President Donald Trump on Thursday signed an executive order aimed at lowering health care costs and providing millions of Americans with more health care options.

The executive order expands access for small businesses to Association Health Plans, giving them greater purchasing power and a stronger position in negotiations with insurance companies.

The associations between small businesses can be formed across state lines.

“By potentially making it easier for employers to band together, workers could have access to a broader range of insurance options at lower rates in the large group market,” the White House said in a statement.

The executive order also calls on the Departments of the Treasury, Labor, and Health and Human Services to consider expanding coverage through low cost short-term limited duration (STLDI) insurance.

This type of insurance is not subjected to the Affordable Care Act (ACA), thus allowing for lower prices. According to the White House, the plans are on average only 1/3 of the cost of the lowest priced Obamacare plans.

“Despite its low cost, STLDI typically features broad provider networks and high coverage limits,” the White House said.

Another way the executive order aims to lower health care costs is by changing the current Health Reimbursement Arrangements (HRAs), allowing employees to reimburse employees for their health care expenses tax-free.

The expansion of HRAs would provide greater flexibility to employees on how to finance their health care needs.

At the signing of the executive order, Trump described Obamacare as a “nightmare,” and said today’s order is only the beginning.

Since the ACA bill was implemented, health care options have sharply decreased across the country, while prices have significantly increased. Last year states across the country saw an average increase of 25 percent in health care premiums. In Arizona, the increase was as high as 116%.

Vice President Mike Pence described the executive order as “a critical step to lower health cost for working Americans.”

“Every day Obamacare survives is another day the American people suffer,” Pence said, saying that under the executive order Americans will have “more choices for affordable health care.”

Trump’s executive action comes after Congress failed to pass a new health care bill. A Republican-introduced bill in the Senate aimed at repealing and replacing the ACA failed in the Senate in July after three Republican senators voted against it.

A vote on a separate bill introduced by senators Lindsey Graham (R-S.C.) and Bill Cassidy (R-La.) was pulled in September after it became clear Senate Republicans were not able to secure enough votes.

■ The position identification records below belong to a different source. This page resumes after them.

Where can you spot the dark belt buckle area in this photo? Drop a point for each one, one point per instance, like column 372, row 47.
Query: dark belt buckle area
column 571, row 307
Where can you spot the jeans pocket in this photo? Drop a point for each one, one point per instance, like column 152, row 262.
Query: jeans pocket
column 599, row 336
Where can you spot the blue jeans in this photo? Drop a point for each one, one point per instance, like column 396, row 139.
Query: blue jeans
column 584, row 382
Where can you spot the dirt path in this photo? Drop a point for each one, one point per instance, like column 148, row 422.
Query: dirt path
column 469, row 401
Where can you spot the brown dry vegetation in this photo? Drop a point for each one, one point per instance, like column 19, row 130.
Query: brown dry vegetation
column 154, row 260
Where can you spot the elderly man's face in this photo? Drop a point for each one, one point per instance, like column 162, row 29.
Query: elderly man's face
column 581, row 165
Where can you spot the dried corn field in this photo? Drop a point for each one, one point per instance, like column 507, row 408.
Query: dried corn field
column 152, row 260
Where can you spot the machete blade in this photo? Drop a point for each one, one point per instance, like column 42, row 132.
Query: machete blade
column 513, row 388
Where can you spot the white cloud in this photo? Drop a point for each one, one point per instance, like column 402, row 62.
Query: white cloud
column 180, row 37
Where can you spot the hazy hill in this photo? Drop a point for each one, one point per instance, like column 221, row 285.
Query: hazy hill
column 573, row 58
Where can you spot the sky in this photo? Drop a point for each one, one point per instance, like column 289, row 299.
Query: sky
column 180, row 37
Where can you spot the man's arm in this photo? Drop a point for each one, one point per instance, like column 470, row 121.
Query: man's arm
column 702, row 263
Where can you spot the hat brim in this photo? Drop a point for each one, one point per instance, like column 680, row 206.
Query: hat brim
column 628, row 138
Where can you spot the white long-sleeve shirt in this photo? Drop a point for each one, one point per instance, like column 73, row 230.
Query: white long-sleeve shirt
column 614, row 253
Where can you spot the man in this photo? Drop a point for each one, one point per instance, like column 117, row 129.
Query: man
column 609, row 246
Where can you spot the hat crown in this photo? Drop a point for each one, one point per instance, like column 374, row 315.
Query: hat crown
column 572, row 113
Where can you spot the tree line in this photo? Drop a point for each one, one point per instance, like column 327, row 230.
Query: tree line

Trump said on Wednesday that there will still be a vote later on the so-called block grants which formed an essential part of the Graham-Cassidy bill. Because all Senate Democrats have indicated they will vote against the bill, Republicans are using the process of reconciliation to pass the bill.

Under the legislative procedure, a bill can pass with a simple majority, 51 votes in the Senate, rather than the 60 normally required. The next period allowing reconciliation won’t be until next year.

Trump said that in the coming months more “relief” and more “freedom” will come for Americans.